The report is based on 1,200 complaints over 25 years, mostly from people who could not get public nursing home care or adequate assistance for private care.
Ombudsman Emily O'Reilly found that State has failed for four decades to meet its obligations under the 1970 Health Act.
As a result, she states that there is huge confusion and uncertainty regarding people's right to such care.
In her report, Ms O'Reilly states that the situation has been allowed to continue with the full knowledge and consent of the State and its agencies.
She also points out that the Health Service Executive and Department of Health declined to cooperate with her investigation as they believe her office does not have jurisdiction to undertake the report.
Ms O'Reilly said the HSE and Department of Health refused to disclose any information to her office regarding 300 sets of legal actions being taken against the State for nursing home care.
The Ombudsman states that the investigation has been marked by an unprecedented level of rancour and disagreement and the Department of Health, in particular, has laid charges against her office.
Ms O'Reilly said this appears to rise from a concern that any validity to the report's findings could have enormous financial implications for the State.
However, the Ombudsman decided not to make specific recommendations regarding financial redress, as she said to compensate all of those adversely affected could potentially run to several billion euro.

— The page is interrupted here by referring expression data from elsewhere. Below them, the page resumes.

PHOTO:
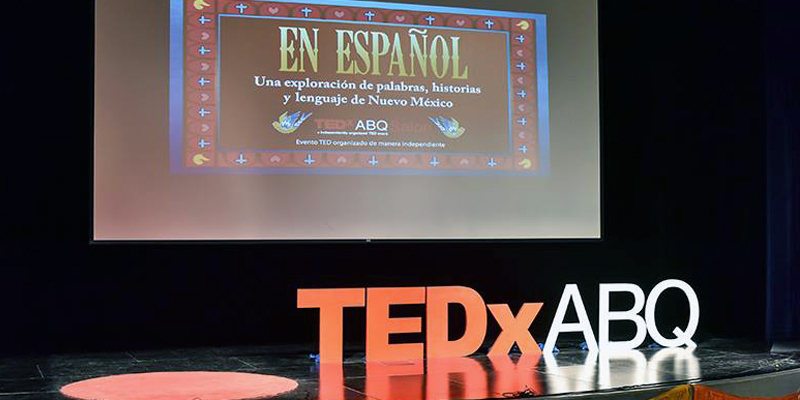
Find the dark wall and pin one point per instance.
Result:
(683, 193)
(782, 77)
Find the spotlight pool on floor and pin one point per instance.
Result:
(180, 386)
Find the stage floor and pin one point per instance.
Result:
(569, 372)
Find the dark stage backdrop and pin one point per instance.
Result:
(684, 197)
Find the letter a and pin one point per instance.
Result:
(571, 294)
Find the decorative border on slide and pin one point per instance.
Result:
(194, 88)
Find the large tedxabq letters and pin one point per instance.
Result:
(346, 88)
(515, 329)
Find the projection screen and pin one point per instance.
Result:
(339, 120)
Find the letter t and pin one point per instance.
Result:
(331, 304)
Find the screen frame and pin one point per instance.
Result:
(248, 242)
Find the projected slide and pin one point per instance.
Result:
(351, 87)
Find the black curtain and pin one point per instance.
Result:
(782, 67)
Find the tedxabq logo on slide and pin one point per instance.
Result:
(515, 328)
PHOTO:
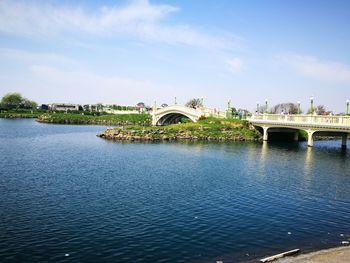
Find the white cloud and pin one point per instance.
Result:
(138, 19)
(315, 68)
(82, 86)
(31, 57)
(234, 64)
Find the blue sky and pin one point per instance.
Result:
(123, 52)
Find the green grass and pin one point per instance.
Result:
(122, 119)
(20, 113)
(206, 129)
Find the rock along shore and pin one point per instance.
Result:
(121, 134)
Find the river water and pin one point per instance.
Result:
(69, 196)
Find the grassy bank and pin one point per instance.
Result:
(20, 114)
(122, 119)
(211, 129)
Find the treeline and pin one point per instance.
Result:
(121, 119)
(15, 101)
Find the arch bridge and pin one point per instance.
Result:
(312, 124)
(173, 114)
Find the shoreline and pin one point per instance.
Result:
(331, 255)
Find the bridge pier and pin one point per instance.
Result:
(265, 133)
(310, 139)
(344, 140)
(296, 136)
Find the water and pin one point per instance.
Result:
(69, 196)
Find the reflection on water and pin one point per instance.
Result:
(63, 190)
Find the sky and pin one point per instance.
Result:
(128, 51)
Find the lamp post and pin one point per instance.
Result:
(229, 112)
(311, 105)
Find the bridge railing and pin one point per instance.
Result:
(303, 119)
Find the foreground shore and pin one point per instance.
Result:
(210, 129)
(333, 255)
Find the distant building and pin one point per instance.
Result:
(44, 107)
(64, 106)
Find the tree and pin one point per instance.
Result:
(28, 104)
(288, 107)
(11, 100)
(194, 103)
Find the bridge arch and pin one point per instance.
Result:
(313, 125)
(173, 114)
(173, 118)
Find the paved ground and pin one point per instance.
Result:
(334, 255)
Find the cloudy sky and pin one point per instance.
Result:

She says this is not a cost the State could meet in the present circumstances.
She recommends that the State acknowledges its failures and this could be done without prejudice.
She also says that the Department of Health should devise some limited scheme under which families who have suffered serious financial hardship may be assisted - this could be done through supplementary welfare allowance.
The Ombudsman also recommends creating an independent group to advise the Government on how best to handle legal actions by groups of citizens who believe their statutory rights have been infringed.
The Minister for Health said she has fundamental concerns about the way the investigation was undertaken.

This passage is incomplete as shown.